PARIS — Laurence des Cars went from being a curator at the Musée d’Orsay to directing the museum for four years. She now faces challenges of a different magnitude at the Louvre, the largest museum in the world, of which she has been president since 2021.
The ancient palace—home to the kings of France until 1682—exudes grandeur and is a soft power arm of the French state. However, it is also a 21st century museum that has a duty to be relevant and inclusive and to provide its millions of visitors with the widest possible access.
There is also the eternal question of the Mona Lisa. Since its theft in 1911, the Renaissance masterpiece has been besieged by increasing numbers of visitors, making crowd control the biggest pain for any Louvre head.
But Des Cars said she felt “completely comfortable” from the moment she arrived, because running the Musée d’Orsay “really prepared me technically for what it means to run a big museum.” She also felt equipped for “the diplomatic and almost geopolitical dimensions” of being president of the Louvre.
Des Cars wants to create a second entrance on the museum’s easternmost façade, leading to the Renaissance wing. It aims to relieve congestion around the Louvre Pyramid, the glass and steel entrance designed by IM Pei in the 1980s to welcome 4.5 million visitors a year, but which welcomed a number in 2018. record of 10.2 million. An estimated 80 percent come just for the Mona Lisa, the Louvre reports; They wait in a waiting area for their turn to take a selfie.
The museum president hopes that a second entry point will make a visit to the Louvre more pleasant and help re-attract French visitors, who currently represent only 30 percent of the total.
It has also limited daily attendance to 30,000 people, compared to pre-pandemic peaks of 45,000. “We must rebalance the Louvre,” he said.
The fate of France’s national museums is determined by the state—and in the case of the Louvre, by the President.
In recent years, the Louvre has gained autonomy by committing to generate almost half of its annual budget of about 270 million euros ($288 million). However, the Des Cars masterplan, which would involve a modern entrance, lobby and exhibition space, needs the backing of President Emmanuel Macron. The plan depends in part on Des Cars’s powers of persuasion.
The two presidents get along well.

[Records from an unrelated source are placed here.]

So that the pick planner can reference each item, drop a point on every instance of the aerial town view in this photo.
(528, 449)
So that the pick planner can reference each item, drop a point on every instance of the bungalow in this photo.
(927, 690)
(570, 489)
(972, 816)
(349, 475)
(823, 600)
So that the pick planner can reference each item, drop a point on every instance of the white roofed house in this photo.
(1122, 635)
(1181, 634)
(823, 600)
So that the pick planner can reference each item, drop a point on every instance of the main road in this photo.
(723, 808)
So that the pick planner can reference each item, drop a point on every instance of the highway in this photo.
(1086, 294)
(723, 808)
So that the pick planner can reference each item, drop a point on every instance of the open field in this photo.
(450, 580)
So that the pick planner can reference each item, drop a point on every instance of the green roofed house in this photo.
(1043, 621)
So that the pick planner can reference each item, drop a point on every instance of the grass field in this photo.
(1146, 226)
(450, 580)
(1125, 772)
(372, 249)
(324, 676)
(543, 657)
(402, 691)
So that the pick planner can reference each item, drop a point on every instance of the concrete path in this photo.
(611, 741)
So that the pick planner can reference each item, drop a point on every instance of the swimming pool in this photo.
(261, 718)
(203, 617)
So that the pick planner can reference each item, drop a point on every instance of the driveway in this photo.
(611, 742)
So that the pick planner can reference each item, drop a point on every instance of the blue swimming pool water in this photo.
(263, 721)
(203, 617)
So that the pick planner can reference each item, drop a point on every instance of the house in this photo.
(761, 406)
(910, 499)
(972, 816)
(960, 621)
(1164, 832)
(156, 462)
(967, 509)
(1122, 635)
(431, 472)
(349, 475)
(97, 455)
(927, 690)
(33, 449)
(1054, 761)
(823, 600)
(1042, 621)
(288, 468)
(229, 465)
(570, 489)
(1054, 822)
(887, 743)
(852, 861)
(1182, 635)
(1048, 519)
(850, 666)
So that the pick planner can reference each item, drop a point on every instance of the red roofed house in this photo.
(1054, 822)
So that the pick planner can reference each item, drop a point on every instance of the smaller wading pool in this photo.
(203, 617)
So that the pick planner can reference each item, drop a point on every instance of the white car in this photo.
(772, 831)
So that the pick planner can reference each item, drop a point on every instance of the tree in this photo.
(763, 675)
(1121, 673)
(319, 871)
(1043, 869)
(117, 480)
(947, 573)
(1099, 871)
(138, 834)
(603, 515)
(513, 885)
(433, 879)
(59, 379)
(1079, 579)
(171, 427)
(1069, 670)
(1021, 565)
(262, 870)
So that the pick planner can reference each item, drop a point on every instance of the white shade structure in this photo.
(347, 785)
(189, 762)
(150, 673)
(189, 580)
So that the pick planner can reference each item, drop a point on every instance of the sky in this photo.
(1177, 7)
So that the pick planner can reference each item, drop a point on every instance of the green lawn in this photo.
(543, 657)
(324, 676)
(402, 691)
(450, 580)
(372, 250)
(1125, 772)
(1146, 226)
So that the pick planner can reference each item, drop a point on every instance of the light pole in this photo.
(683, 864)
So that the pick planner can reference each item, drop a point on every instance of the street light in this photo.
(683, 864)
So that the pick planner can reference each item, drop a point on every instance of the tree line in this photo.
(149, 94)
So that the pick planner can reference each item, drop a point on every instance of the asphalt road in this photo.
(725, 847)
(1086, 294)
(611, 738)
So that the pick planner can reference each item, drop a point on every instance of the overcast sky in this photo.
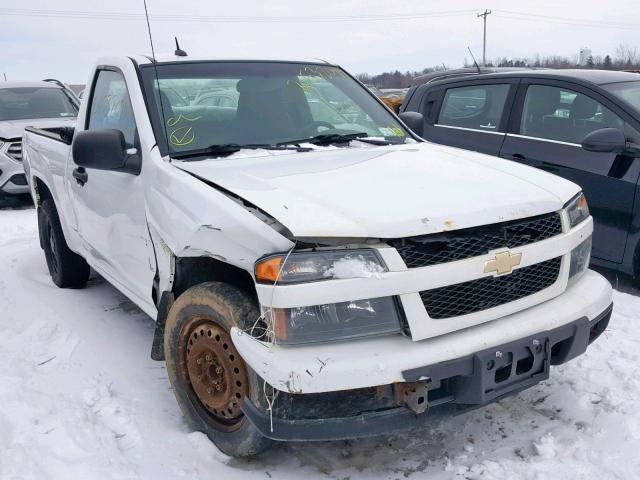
(52, 45)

Des Cars sometimes accompanies Macron on trips abroad and regularly hosts state dinners at the Louvre.
At the same time, her colleagues say, she is neither uptight nor opinionated. When she became president of the Musée d’Orsay in 2017, she set out to reposition it as a destination that would attract a younger, more diverse audience from Paris and its suburbs. Exhibitions of Degas and Picasso were combined with performances by dancers and acrobats.
What he is best remembered for at the Orsay is “Black Models: From Géricault to Matisse,” a major exhibition focusing on black figures in French art from the late 18th century to the present. It attracted half a million visitors, including first-time attendees.
In her previous role, Des Cars was scientific director of Agence France-Muséums, a consortium that laid the foundation for the Louvre Abu Dhabi. She oversaw the team that organized loans from 13 museums, including the Louvre, acquired works for the Louvre Abu Dhabi’s own collection and prepared exhibitions.
Des Cars said that “creating a museum of this size from scratch doesn’t happen very often.” He said the hardest part was reversing “the incomprehension and fear” of his colleagues at the Louvre in Paris, who were reluctant to lend works to Abu Dhabi.
Today, the Louvre Abu Dhabi, housed in a domed building designed by architect Jean Nouvel, is one of the world’s great cultural destinations, seen as a model for a more global, less Western-focused form of museum-making.
Des Cars said that being the first president of the Louvre created additional pressure: “You have to live up to the expectations, which are many.”
But, he added, thanks to “the professional expertise that I have accumulated over the last 30 years and my passion for the Louvre, I feel—as far as possible—in the right place.”